Во время пламенной речи ясные глаза молодого курсанта наполнились горестными слезами, а дыхание вдруг стало прерывистым, предупреждая, что того вот-вот захватят безудержные рыдания. Состояние его было близко к критическому, поэтому пришлось вмешиваться Ирине Васильевне. Увидев сыновью отчаянность, она, выжидающе молчавшая, но искренне переживавшая, материнской любовью и ласковым голосом, попыталась вырвать опечаленного ребенка из захватившей любовной хандры, немного отвлечь его от тяжелой, практически нестерпимой, утраты:

– Послушай-ка, милый Андрюша, не стоит так убиваться из-за случившегося несчастья, страшного горя. Не сомневайся, я отлично понимаю, как тебе сейчас тяжело; но… если бы та девушка – пусть даже и развратная проститутка! – вдруг оказалась нормальной, показала нам искреннюю любовь, безропотное смирение, бесхитростную натуру, бескорыстную и порядочную, а не стала бы проявлять норови́стый характер, то, скажу откровенно, я смирилась бы, наверное, с твоим непутевым выбором и согласилась бы…

Договорить чувственную речь, наполненную материнской лаской, до конца она не успела… Резко вмешался упивавшийся исключительным превосходством полицейский полковник:

– Что за чушь вы – оба! – несете?

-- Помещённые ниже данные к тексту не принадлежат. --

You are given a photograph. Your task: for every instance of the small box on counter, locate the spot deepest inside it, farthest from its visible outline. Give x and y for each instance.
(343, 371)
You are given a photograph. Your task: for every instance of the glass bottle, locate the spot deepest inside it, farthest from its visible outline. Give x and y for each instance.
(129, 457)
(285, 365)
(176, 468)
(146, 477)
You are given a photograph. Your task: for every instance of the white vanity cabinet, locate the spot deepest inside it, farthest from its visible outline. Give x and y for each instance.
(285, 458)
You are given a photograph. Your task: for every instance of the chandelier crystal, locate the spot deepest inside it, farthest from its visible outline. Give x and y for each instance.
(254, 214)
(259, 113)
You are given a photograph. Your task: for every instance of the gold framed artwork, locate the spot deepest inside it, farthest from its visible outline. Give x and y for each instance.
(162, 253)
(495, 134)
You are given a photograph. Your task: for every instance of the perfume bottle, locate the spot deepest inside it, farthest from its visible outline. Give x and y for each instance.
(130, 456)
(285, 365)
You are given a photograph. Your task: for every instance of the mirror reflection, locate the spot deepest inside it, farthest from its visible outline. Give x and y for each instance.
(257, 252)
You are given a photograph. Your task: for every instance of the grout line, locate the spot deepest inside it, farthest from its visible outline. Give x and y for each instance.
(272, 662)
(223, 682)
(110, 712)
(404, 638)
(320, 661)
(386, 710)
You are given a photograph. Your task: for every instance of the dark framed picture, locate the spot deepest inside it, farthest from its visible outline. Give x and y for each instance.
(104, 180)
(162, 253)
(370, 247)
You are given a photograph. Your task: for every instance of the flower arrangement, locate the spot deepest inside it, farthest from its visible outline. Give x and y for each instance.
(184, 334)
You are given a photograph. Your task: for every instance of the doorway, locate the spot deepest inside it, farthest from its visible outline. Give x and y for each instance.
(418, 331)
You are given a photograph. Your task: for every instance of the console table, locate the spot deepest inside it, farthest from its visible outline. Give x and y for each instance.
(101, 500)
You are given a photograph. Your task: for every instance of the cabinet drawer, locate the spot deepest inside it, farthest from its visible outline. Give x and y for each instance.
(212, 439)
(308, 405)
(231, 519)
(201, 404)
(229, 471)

Какая еще, к чёрту, любовь? Какие астрологи? Она грязная проститутка – недостойная почтенной семьи! Ты, Ира, совсем, что ли, ополоумела, раз говоришь несмышленому пацану непревзойденную ахинею? Ты что, хочешь всю его жизнь поломать, причём в самом ее начале, и пустить с растленной женщиной под откос? Ты разве не знаешь, что падшие женщины никогда не способны быть верными, искренними подругами? Я всю служебную будничность общаюсь только с такими и, поверьте, не видел ни единого исключения. Короче, свадебная тема закрыта, и я искренне рад, что все закончилось именно так, и наш догадливый мальчик сам для себя сделал правильный выбор, – он на какое-то время замолк, пытаясь скинуть те негативные чувства, что захватили и внезапно, и полностью; однако, видя, что молчаливые собеседники внимают ему, обозначившись виноватыми выражениями и не в силах поднять затуманенные глаза, надменно возобновился: – Я понимаю – любовь! – когда она возникает у людей, равных и по социальному статусу, и в общественной жизни. Но! Когда сын далеко не последнего человека встречается с какой-то «третьесортной» шалавой, причем пророчит в равноправные жёны – и даже покупает бриллиантовое кольцо?! Тут, извините, я просто обязан вмешаться, чтобы уберечь его от роковой, огромной ошибки. Итак, всё ли тебе, Андрей, дословно понятно?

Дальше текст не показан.